Tayside and Central Scotland

Replacement Stirlingshire bridge highlights bridge strikes

Chartershall bridge
Image caption The new Chartershall Bridge cost £2m and replaces the old bridge which had been hit 17 times

Transport Minister Keith Brown has used the opening of a replacement bridge near Stirling to highlight the number of vehicles hitting bridges in Scotland.

Mr Brown said bridge collisions cost the public purse £500,000 each year.

The new £2m replacement Chartershall bridge, over the M9, is designed to reduce the number of incidents.

The bridge it replaces was the most hit in Scotland. It was struck 17 times, resulting in its closure in 2006.

In Scotland about 10 road bridges are struck by vehicles each year, with many incidents involving high-sided vehicles.

Mr Brown said: "This replacement bridge will undoubtedly bring benefits, particularly to the local community including walkers, cyclists & equestrians from Sauchieburn Riding for the Disabled Centre.

"But it is also important help prevent future bridge strikes.

"That is why we continue to work with stakeholders such as road and freight hauliers, Network Rail, farming, ferries and ports, to remind high-sided vehicle drivers to plan their journeys in advance and carefully consider bridge signs on their approach.

"By doing this, we not only reduce the direct costs from bridge repairs, but also the indirect impact caused by traffic disruption while works are carried out.

"This also enables us to ensure journey times are more reliable for all road users."

Incidents falling

Transport Scotland launched the 'Strike it Out' campaign in 2008 to raise awareness of bridge strikes with the haulage industry, as well as highlighting the cost to the public of repairs and delays.

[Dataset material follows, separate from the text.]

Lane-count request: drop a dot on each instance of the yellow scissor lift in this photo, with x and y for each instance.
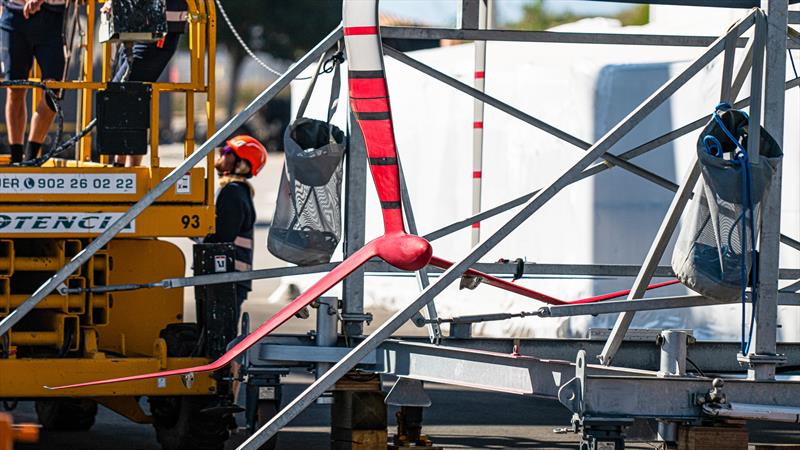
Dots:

Since its introduction, there has been an 80% reduction in bridge strikes on trunk roads in Scotland.

Phil Flanders, director of the Road Haulage Association (RHA) Scotland, said: "Whilst the number of bridge strikes compared to journeys made is very small they can have a very serious knock-on effect and the RHA fully supports the Transport Scotland campaign to increase awareness amongst drivers of high vehicles."

Chris MacRae, head of policy, Scotland, for the Freight Transport Association (FTA), said: "FTA supports this initiative to raise awareness and provide routing information for vehicle operators.

"A main cause of bridge strikes has been an over reliance from some drivers on their sat-navs, which is why FTA worked closely with industry to produce a lorry-friendly unit.

"It is hoped that this will help end those all too familiar stories of lorry drivers coming unstuck after using sat-nav designed for cars."